Details
-
Improvement
-
Status: Open
-
Major
-
Resolution: Unresolved
-
1.15.0
-
None
Description
As of 1.15.0 version, kudu-tserver and kudu-master both don't take into account current memory usage when admitting requests into the RPC queue. The only limit that is checked by ServicePool::QueueInboundCall() is the current size of the RPC service queue size, which is controlled by the --rpc_service_queue_length flag.
Given that the size of an incoming request might go as high as --rpc_max_message_size (50MiB by default) and --\rpc_service_queue_length might be set high to accommodate for a surge of incoming requests, Kudu servers might go beyond the hard memory limit controlled by the --memory_limit_hard_bytes flag. Also, the Raft prepare queue doesn't seem to expose a limit on the total size of requests accumulated in the queue.
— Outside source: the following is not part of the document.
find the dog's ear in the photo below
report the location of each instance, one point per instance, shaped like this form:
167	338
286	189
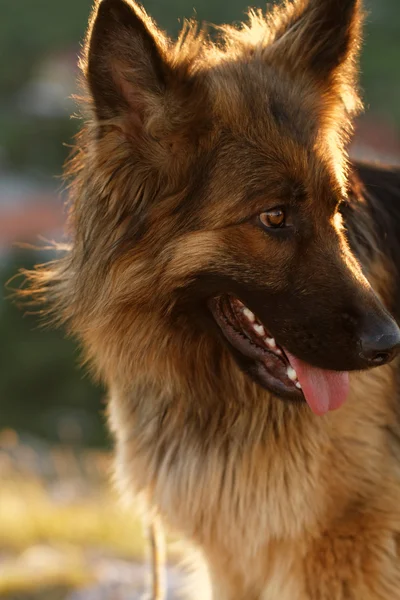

If too much memory is consumed by a Kudu server, it might exit unexpectedly either because it is killed by OOM killer or the new operator throws std::bad_alloc and the C++ runtime terminates the process with SIGABRT since memory allocation failures are not handled in the Kudu code.
At least, we saw an evidence of such situation when disk IO was very slow and kudu-tserver has accumulated many requests in its prepare queue (probably, there was some particular workload pattern which first sent many small write requests first and then followed up with big ones).